5 Guys I irrationally love and think will be great Giants eventually
Look, we all have favorites. Guys we just love to root for, even if writers like me should be unbiased. Maybe I might pay a bit too much attention to these guys…but, well, hopefully my opinion is the reason you read these! I’m not saying that these guys will be the next Tyler Rogers…but maybe they will be.
1. Simon Whiteman
I was talking a lot about Whiteman last season, and I’m still there on him as he was aggressively pushed up to Double-A. I love the speed, I love the versatility, and I just see Whiteman as the kind of versatile weapon some managers love, even if his hitting will not catch up to his other skills.
2. Brett Auerbach
How can anyone not love the ultra-versatile catcher/center fielder/everything else that had a breakout season in 2021? I want to see him at least get one game in at first base, just so he can say he’s played every defensive position (outside of pitcher). But Auerbach isn’t just that gimmick, he really hit well in 2021 and hopefully he can keep that up.
3. Ismael Munguia
Some players you just don’t get by looking at the box scores.

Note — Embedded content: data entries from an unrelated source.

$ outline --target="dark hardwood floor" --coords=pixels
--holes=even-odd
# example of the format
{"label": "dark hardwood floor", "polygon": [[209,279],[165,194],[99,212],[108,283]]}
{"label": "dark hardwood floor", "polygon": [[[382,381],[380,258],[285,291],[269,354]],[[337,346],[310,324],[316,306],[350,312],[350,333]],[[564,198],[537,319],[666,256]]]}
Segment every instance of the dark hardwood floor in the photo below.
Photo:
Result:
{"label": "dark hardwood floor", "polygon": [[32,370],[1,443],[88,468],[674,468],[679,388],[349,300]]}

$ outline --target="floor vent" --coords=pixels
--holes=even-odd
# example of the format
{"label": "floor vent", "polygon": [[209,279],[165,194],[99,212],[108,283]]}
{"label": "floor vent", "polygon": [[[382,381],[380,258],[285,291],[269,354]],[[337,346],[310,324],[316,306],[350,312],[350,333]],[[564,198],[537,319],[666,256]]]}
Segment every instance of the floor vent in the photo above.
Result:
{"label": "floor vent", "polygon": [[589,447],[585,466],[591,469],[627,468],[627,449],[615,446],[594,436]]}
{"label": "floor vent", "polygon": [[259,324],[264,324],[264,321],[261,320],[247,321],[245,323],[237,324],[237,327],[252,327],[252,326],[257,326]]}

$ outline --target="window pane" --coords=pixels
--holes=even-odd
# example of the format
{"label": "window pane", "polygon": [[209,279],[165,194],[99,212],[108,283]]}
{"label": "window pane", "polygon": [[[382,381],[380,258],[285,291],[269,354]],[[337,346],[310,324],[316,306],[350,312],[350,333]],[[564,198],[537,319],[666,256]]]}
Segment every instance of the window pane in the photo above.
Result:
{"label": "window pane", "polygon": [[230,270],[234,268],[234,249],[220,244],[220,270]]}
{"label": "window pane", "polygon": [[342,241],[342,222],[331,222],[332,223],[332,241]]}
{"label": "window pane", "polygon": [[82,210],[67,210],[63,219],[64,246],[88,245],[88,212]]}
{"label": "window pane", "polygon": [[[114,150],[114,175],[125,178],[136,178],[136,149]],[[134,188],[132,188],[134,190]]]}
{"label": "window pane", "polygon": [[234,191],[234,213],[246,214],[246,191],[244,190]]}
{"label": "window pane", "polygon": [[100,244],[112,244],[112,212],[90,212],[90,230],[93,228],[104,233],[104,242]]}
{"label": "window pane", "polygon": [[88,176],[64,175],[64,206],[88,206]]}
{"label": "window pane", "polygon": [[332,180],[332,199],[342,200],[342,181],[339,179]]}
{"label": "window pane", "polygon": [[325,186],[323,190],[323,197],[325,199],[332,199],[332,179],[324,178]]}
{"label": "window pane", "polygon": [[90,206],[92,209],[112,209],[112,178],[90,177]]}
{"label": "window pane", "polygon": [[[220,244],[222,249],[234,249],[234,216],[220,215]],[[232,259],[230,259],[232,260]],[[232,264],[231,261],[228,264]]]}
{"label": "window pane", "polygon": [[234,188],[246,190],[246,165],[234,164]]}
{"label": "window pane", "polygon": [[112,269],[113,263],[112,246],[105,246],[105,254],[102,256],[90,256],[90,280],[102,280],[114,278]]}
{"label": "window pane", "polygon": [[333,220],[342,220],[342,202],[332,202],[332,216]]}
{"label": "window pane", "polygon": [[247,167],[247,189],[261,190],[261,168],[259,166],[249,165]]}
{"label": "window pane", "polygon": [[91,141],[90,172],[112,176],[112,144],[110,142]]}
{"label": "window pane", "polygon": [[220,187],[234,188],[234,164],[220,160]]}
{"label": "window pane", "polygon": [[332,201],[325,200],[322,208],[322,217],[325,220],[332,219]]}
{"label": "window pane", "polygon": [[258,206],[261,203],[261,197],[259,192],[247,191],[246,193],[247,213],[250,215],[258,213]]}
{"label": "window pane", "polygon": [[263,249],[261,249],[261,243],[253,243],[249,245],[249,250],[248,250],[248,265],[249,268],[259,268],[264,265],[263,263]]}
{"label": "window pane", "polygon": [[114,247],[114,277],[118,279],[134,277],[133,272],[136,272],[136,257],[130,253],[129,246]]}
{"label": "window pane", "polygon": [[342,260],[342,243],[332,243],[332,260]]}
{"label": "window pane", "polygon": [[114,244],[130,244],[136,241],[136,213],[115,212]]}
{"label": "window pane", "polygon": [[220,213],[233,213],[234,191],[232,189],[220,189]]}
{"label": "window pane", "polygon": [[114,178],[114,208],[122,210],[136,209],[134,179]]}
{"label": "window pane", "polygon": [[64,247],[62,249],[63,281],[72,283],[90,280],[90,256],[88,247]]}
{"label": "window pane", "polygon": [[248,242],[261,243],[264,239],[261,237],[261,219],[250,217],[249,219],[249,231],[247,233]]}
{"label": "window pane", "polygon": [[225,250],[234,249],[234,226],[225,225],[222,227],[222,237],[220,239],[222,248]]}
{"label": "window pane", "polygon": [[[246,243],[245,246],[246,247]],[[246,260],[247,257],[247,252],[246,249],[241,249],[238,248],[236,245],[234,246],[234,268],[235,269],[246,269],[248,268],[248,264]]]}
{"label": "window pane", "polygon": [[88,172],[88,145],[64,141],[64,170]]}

Seeing Munguia in person at Eugene last season, you could see him just radiate positive energy and hard work. And I didn’t even see him at his hottest. There’s so much in Munguia that we saw for years with Sergio Romo that there’s no way not to love watching him play.
4. Sean Hjelle
I think some of this is my reverse-popular-opinion tendencies. The popular opinion on Hjelle isn’t that he won’t become a major leaguer, it’s that he just won’t be that great of one. He has a low ceiling, etc. etc. Enter “back of the rotation” guy. And I think he’s been severely underrated because of that. But Hjelle is going to be a major leaguer, which is pretty damn good compared to a lot of prospects who never make it, and he’s going to be such a unique one at that! I guess I just value a middle or back of the rotation guy more than most…except GMs, who will pay anywhere from $10 million to $20 million per season for them, since they are hard to find.
5. Patrick Ruotolo
Will anyone ever take Patrick Ruotolo seriously? He has a career 1.82 ERA over five minor league seasons, including a 2.68 ERA in Double-A in 2021. His career average allowed is .175, with a career WHIP of 0.94…and in Double-A in 2021, those numbers respectively .155 and 0.68! And how many prospect lists did he show up on? None, other than Number 11 on my relief pitcher list (but not in my Top 35 overall). He’s undersized, and his stuff doesn’t wow anyone, but the 27th round just keeps getting outs. I’ll be the first to give a mea culpa if he just keeps doing this in Triple-A (and maybe beyond), but Ruotolo deserves more positive hype.